20-30% custom duties are being imposed on Turkish imports

By Mohammad Ghazal - Nov 22,2018 - Last updated at Nov 22,2018

AMMAN — Jordan on Thursday began imposing custom duties on Turkish imports as the free trade agreement (FTA) between the two countries was terminated, according to a government official.

Custom duties ranging from 20 to 30 per cent are being imposed on Turkish imports, Yanal Barmawi, spokesperson of the Ministry of Industry, Trade and Supply, told The Jordan Times on Thursday.

"The termination of the deal has already gone into effect," said the official.

In May, Jordan officially informed Turkey of its intent to completely terminate the FTA, after efforts to find a “just” solution for the benefit of both sides broke down.

Commenting on the FTA’s termination, Nael Kabariti, president of the Jordan Chamber of Commerce, said: "This is an unfortunate decision that will negatively affect scores of businesses.

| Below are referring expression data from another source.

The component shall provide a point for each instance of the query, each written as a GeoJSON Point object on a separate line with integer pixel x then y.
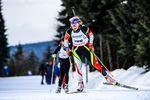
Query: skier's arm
{"type": "Point", "coordinates": [66, 43]}
{"type": "Point", "coordinates": [91, 38]}
{"type": "Point", "coordinates": [56, 51]}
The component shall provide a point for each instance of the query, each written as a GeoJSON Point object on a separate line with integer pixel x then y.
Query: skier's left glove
{"type": "Point", "coordinates": [68, 52]}
{"type": "Point", "coordinates": [54, 55]}
{"type": "Point", "coordinates": [91, 47]}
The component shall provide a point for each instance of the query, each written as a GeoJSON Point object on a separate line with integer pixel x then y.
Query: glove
{"type": "Point", "coordinates": [91, 47]}
{"type": "Point", "coordinates": [58, 65]}
{"type": "Point", "coordinates": [54, 55]}
{"type": "Point", "coordinates": [68, 52]}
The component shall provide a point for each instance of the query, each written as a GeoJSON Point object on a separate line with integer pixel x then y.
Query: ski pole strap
{"type": "Point", "coordinates": [103, 65]}
{"type": "Point", "coordinates": [53, 68]}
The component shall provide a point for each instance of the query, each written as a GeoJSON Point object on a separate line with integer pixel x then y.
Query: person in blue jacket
{"type": "Point", "coordinates": [64, 65]}
{"type": "Point", "coordinates": [6, 70]}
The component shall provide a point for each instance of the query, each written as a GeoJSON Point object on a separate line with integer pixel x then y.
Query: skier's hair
{"type": "Point", "coordinates": [62, 38]}
{"type": "Point", "coordinates": [75, 17]}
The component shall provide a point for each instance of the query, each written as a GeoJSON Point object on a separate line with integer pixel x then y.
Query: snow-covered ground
{"type": "Point", "coordinates": [29, 87]}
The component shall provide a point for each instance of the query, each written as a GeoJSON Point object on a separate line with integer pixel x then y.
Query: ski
{"type": "Point", "coordinates": [121, 85]}
{"type": "Point", "coordinates": [75, 92]}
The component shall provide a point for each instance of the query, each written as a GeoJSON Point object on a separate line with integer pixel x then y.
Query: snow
{"type": "Point", "coordinates": [29, 87]}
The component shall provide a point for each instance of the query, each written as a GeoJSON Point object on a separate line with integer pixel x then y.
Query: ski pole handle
{"type": "Point", "coordinates": [103, 65]}
{"type": "Point", "coordinates": [71, 68]}
{"type": "Point", "coordinates": [73, 10]}
{"type": "Point", "coordinates": [53, 68]}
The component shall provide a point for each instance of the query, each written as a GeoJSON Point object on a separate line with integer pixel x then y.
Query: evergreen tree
{"type": "Point", "coordinates": [64, 15]}
{"type": "Point", "coordinates": [122, 20]}
{"type": "Point", "coordinates": [4, 49]}
{"type": "Point", "coordinates": [20, 61]}
{"type": "Point", "coordinates": [12, 68]}
{"type": "Point", "coordinates": [94, 15]}
{"type": "Point", "coordinates": [47, 55]}
{"type": "Point", "coordinates": [32, 62]}
{"type": "Point", "coordinates": [142, 28]}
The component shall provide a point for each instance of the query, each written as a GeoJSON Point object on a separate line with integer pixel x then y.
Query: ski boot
{"type": "Point", "coordinates": [66, 88]}
{"type": "Point", "coordinates": [80, 86]}
{"type": "Point", "coordinates": [58, 89]}
{"type": "Point", "coordinates": [110, 80]}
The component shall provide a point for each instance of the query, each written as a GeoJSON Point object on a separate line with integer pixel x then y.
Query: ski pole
{"type": "Point", "coordinates": [53, 69]}
{"type": "Point", "coordinates": [71, 67]}
{"type": "Point", "coordinates": [73, 10]}
{"type": "Point", "coordinates": [103, 65]}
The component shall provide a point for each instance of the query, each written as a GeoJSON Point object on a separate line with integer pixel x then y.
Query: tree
{"type": "Point", "coordinates": [12, 67]}
{"type": "Point", "coordinates": [47, 55]}
{"type": "Point", "coordinates": [4, 49]}
{"type": "Point", "coordinates": [32, 62]}
{"type": "Point", "coordinates": [20, 61]}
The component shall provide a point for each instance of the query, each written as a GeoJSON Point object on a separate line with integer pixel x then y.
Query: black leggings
{"type": "Point", "coordinates": [64, 70]}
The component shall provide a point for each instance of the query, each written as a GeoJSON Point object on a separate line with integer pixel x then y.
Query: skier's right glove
{"type": "Point", "coordinates": [68, 52]}
{"type": "Point", "coordinates": [91, 47]}
{"type": "Point", "coordinates": [54, 55]}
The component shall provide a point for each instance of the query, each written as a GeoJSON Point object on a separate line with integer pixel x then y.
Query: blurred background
{"type": "Point", "coordinates": [30, 30]}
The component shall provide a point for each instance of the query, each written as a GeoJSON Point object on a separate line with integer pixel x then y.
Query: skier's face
{"type": "Point", "coordinates": [75, 26]}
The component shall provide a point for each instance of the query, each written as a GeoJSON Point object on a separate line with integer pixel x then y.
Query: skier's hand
{"type": "Point", "coordinates": [91, 47]}
{"type": "Point", "coordinates": [54, 55]}
{"type": "Point", "coordinates": [68, 52]}
{"type": "Point", "coordinates": [58, 65]}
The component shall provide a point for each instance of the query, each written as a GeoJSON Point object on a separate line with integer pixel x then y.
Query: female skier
{"type": "Point", "coordinates": [64, 65]}
{"type": "Point", "coordinates": [82, 39]}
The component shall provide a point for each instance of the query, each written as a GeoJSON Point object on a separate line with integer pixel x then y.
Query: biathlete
{"type": "Point", "coordinates": [82, 39]}
{"type": "Point", "coordinates": [64, 65]}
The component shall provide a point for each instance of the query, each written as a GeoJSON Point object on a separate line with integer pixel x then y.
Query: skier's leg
{"type": "Point", "coordinates": [78, 63]}
{"type": "Point", "coordinates": [66, 70]}
{"type": "Point", "coordinates": [61, 74]}
{"type": "Point", "coordinates": [67, 67]}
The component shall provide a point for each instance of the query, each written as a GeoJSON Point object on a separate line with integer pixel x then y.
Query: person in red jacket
{"type": "Point", "coordinates": [64, 65]}
{"type": "Point", "coordinates": [82, 40]}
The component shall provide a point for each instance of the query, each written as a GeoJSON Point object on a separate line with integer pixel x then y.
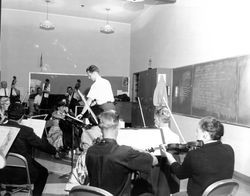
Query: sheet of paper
{"type": "Point", "coordinates": [145, 138]}
{"type": "Point", "coordinates": [7, 137]}
{"type": "Point", "coordinates": [37, 125]}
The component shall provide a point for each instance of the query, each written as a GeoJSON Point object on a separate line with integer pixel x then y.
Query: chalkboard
{"type": "Point", "coordinates": [218, 88]}
{"type": "Point", "coordinates": [60, 82]}
{"type": "Point", "coordinates": [182, 90]}
{"type": "Point", "coordinates": [215, 89]}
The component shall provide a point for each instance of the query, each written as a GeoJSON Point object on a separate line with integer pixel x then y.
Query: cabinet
{"type": "Point", "coordinates": [144, 84]}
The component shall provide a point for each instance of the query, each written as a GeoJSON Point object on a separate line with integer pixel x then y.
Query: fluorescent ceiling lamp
{"type": "Point", "coordinates": [135, 1]}
{"type": "Point", "coordinates": [107, 29]}
{"type": "Point", "coordinates": [47, 24]}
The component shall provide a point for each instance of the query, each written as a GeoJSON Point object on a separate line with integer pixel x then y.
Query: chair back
{"type": "Point", "coordinates": [227, 187]}
{"type": "Point", "coordinates": [17, 160]}
{"type": "Point", "coordinates": [84, 190]}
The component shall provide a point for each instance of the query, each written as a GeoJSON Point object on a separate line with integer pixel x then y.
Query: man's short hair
{"type": "Point", "coordinates": [163, 113]}
{"type": "Point", "coordinates": [213, 126]}
{"type": "Point", "coordinates": [16, 111]}
{"type": "Point", "coordinates": [92, 68]}
{"type": "Point", "coordinates": [109, 120]}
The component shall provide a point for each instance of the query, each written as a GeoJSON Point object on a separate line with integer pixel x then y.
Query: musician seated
{"type": "Point", "coordinates": [109, 165]}
{"type": "Point", "coordinates": [55, 134]}
{"type": "Point", "coordinates": [212, 162]}
{"type": "Point", "coordinates": [162, 119]}
{"type": "Point", "coordinates": [80, 172]}
{"type": "Point", "coordinates": [25, 140]}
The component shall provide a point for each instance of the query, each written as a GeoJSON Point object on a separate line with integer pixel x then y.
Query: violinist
{"type": "Point", "coordinates": [162, 119]}
{"type": "Point", "coordinates": [203, 166]}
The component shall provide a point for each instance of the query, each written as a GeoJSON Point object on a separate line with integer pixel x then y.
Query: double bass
{"type": "Point", "coordinates": [179, 148]}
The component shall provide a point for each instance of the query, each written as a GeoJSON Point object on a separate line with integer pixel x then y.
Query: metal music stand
{"type": "Point", "coordinates": [75, 123]}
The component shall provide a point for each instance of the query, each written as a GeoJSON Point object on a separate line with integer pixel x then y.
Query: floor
{"type": "Point", "coordinates": [56, 182]}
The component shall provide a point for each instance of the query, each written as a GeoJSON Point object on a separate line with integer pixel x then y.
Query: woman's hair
{"type": "Point", "coordinates": [213, 126]}
{"type": "Point", "coordinates": [163, 114]}
{"type": "Point", "coordinates": [109, 120]}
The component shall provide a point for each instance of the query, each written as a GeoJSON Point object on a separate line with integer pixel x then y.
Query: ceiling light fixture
{"type": "Point", "coordinates": [47, 24]}
{"type": "Point", "coordinates": [107, 29]}
{"type": "Point", "coordinates": [135, 1]}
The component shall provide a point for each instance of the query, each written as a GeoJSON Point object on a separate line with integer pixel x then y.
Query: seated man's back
{"type": "Point", "coordinates": [110, 165]}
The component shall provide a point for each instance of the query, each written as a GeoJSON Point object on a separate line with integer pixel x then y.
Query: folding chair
{"type": "Point", "coordinates": [18, 161]}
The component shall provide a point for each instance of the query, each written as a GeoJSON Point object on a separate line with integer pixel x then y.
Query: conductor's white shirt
{"type": "Point", "coordinates": [101, 91]}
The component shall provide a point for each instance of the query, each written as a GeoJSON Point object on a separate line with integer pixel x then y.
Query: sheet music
{"type": "Point", "coordinates": [7, 137]}
{"type": "Point", "coordinates": [143, 139]}
{"type": "Point", "coordinates": [73, 118]}
{"type": "Point", "coordinates": [37, 125]}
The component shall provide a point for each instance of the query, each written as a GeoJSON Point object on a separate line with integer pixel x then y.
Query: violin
{"type": "Point", "coordinates": [177, 148]}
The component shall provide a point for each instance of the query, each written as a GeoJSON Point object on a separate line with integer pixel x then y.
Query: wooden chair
{"type": "Point", "coordinates": [18, 161]}
{"type": "Point", "coordinates": [227, 187]}
{"type": "Point", "coordinates": [84, 190]}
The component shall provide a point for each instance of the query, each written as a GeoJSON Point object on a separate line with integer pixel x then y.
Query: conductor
{"type": "Point", "coordinates": [100, 96]}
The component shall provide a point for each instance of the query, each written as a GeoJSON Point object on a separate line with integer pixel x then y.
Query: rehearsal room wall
{"type": "Point", "coordinates": [190, 32]}
{"type": "Point", "coordinates": [74, 44]}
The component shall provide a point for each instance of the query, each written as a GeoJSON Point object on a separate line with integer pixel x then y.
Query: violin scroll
{"type": "Point", "coordinates": [177, 148]}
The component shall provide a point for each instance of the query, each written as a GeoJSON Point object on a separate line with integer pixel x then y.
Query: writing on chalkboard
{"type": "Point", "coordinates": [218, 88]}
{"type": "Point", "coordinates": [215, 90]}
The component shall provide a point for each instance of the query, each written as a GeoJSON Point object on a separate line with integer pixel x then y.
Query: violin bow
{"type": "Point", "coordinates": [178, 129]}
{"type": "Point", "coordinates": [87, 105]}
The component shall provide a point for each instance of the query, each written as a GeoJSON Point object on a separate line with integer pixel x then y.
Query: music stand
{"type": "Point", "coordinates": [75, 123]}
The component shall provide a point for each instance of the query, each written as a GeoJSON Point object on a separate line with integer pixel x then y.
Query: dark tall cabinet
{"type": "Point", "coordinates": [144, 84]}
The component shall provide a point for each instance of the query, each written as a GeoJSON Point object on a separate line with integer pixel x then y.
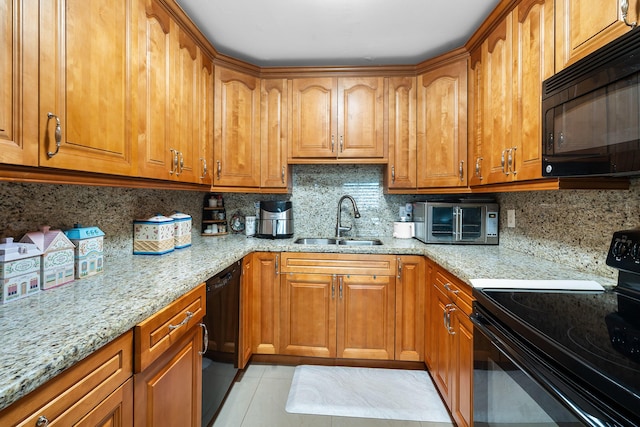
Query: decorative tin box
{"type": "Point", "coordinates": [19, 270]}
{"type": "Point", "coordinates": [57, 266]}
{"type": "Point", "coordinates": [89, 256]}
{"type": "Point", "coordinates": [153, 236]}
{"type": "Point", "coordinates": [182, 227]}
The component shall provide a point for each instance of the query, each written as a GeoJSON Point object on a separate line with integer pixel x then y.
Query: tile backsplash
{"type": "Point", "coordinates": [569, 226]}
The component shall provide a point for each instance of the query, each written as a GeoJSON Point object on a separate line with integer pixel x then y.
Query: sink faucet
{"type": "Point", "coordinates": [356, 214]}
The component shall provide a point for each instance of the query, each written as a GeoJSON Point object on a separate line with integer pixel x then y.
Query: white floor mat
{"type": "Point", "coordinates": [366, 393]}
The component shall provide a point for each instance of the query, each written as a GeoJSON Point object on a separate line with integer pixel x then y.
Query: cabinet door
{"type": "Point", "coordinates": [366, 317]}
{"type": "Point", "coordinates": [265, 289]}
{"type": "Point", "coordinates": [274, 134]}
{"type": "Point", "coordinates": [462, 399]}
{"type": "Point", "coordinates": [410, 300]}
{"type": "Point", "coordinates": [115, 410]}
{"type": "Point", "coordinates": [401, 171]}
{"type": "Point", "coordinates": [156, 31]}
{"type": "Point", "coordinates": [475, 122]}
{"type": "Point", "coordinates": [443, 360]}
{"type": "Point", "coordinates": [86, 82]}
{"type": "Point", "coordinates": [532, 64]}
{"type": "Point", "coordinates": [18, 82]}
{"type": "Point", "coordinates": [360, 117]}
{"type": "Point", "coordinates": [236, 148]}
{"type": "Point", "coordinates": [582, 26]}
{"type": "Point", "coordinates": [313, 118]}
{"type": "Point", "coordinates": [185, 123]}
{"type": "Point", "coordinates": [245, 334]}
{"type": "Point", "coordinates": [497, 102]}
{"type": "Point", "coordinates": [308, 316]}
{"type": "Point", "coordinates": [442, 126]}
{"type": "Point", "coordinates": [169, 391]}
{"type": "Point", "coordinates": [205, 122]}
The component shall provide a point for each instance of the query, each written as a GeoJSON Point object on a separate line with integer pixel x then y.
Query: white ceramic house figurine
{"type": "Point", "coordinates": [19, 270]}
{"type": "Point", "coordinates": [89, 253]}
{"type": "Point", "coordinates": [57, 266]}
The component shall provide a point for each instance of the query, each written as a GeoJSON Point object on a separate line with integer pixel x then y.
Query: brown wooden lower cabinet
{"type": "Point", "coordinates": [449, 342]}
{"type": "Point", "coordinates": [96, 391]}
{"type": "Point", "coordinates": [168, 364]}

"Many traders opened shops and started investments to sell Turkish products and now that the deal is over, the prices of their products will increase and become less competitive, which will result in less revenues and profits," he told The Jordan Times on Thursday.

"Some traders opened businesses only because this FTA was signed. What are they going to do now? I believe some businesses will keep incurring losses in the upcoming period until they are forced to shut down their stores," Kabariti said.

"Jordan terminated the deal as it was the underdog and did not benefit from it as desired, and this is understood, but at the same time there are many other deals that Jordan did not actually benefit from as expected," he added.

In April, Jordan said it was willing to reactivate the FTA, which was suspended in March, if Turkey agreed to meet certain conditions.

The terms included the Turkish side’s consent to protection measures designed to shield local industries, increasing Turkish technical assistance to Jordan as stipulated by the FTA and reconsidering the “strict” rules of origin specifications applied by Turkey.

Jordan wanted Ankara to adopt the same relaxed rules of origin Jordan enjoys under a deal signed with the EU. No agreements were reached following the meetings.

At the time, government officials said that Turkey did not transfer know-how to improve national industries as agreed upon in the deal, adding that Turkey’s exports to Jordan sky rocketed after the deal went into effect.

Before 2011, Turkey’s annual exports to Jordan, excluding oil, were valued at $23 million with custom fees being collected. After the deal went into effect, Turkish exports to Jordan, excluding oil, reached around $135 million annually, and no custom fee disbursements were made to the Treasury from the imports, according to the Amman Chamber of Commerce.